Friday, May 29, 2015

ARTIST SPACES: New Orleans, Tina Freeman's Bk & Exhibition. Studio as Oasis for Artistic Process


News- Foreword Reviews Award
https://indiefab.forewordreviews.com/winners/2014/photography/


This is the first study of artists in their working spaces with their work, as part of their process.  Katrina anniversary is 8/29, gives this story poignancy. Many of the artists recreated their studios with a new sense of the importance of place, 

The work is on view at THE OGDEN MUSEUM OF SOUTHERN ART. It's interesting to see the artists' work in their studios in the book and then to see it on the white walls of the Museum. It looks very different .




The book is published by University of Louisiana at Lafayette Press www.ULPRESS.org

Tina Freeman has been photographing artists and their interiors from the early years of her career in New York, when she photographed Diana Vreeland and Andy Warhol. Also an accomplished photographer of architecture, landscapes and portraits, her work has graced magazines, such as House and Garden, Connoisseur and The New York Times Magazine. Her fine art photographs have been exhibited in New Orleans, New York, Los Angeles and London.

For ARTIST SPACES NEW ORLEANS she joined co-author Morgan Molthrop, to show the diversity of art and artists that has exploded in New Orleans, since the devastation of Katrina. Freeman, says Molthrop, is enormously skilled at the use of natural light and demonstrates a rare sensitivity to both artists and their spaces. She was given unusual accessibility and the book grew from the collaborative nature of the project.

Tina and Morgan spent 2 and a half years choosing photos and laying out art, as Morgan conducted interviews  and the community grew with the book. It mirrors New Orleans natives and those new to town, environments that seem highly personal with totemic objects, others as controlled as industrial space. There's work that's fleeting, of the moment, or substantial as stone or metal.  Seen in its native environment it's revelatory.
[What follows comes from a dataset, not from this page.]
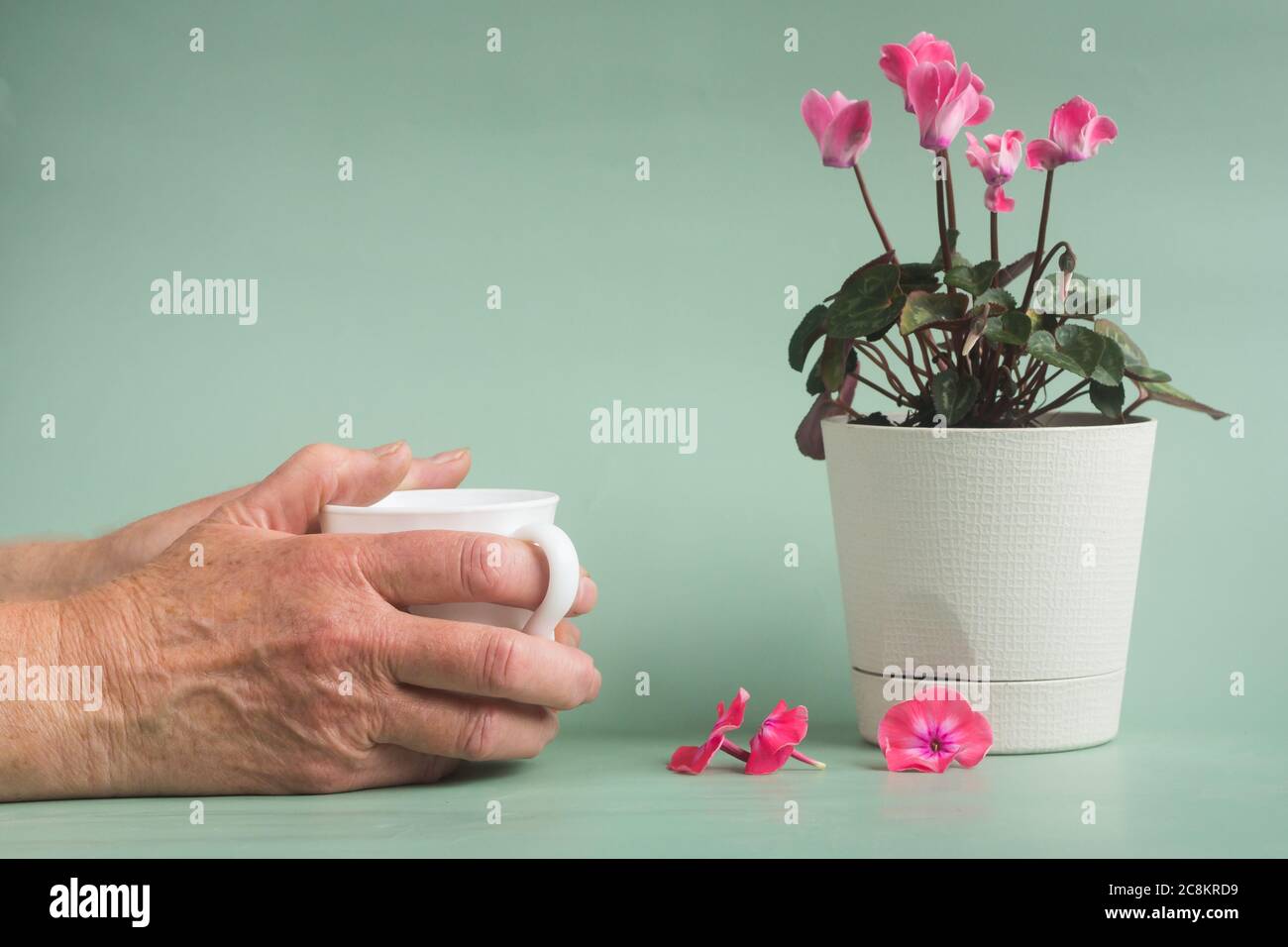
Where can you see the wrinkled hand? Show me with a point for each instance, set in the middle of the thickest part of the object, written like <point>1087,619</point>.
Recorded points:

What's universal is that these spaces are natural, part of  the personality of the artist  and  their intellectual  emotional process of their work. A studio is a safe oasis, says Malthrop, where artists can leave their bodies behind. What you see in ARTISTS SPACES is a profound sense of place. There are artists in this book who are going to the Venice Biennial, others  whose space no longer  exists. All are linked by community. The community of artists, who often live in their work spaces, are celebrated in this unusual book.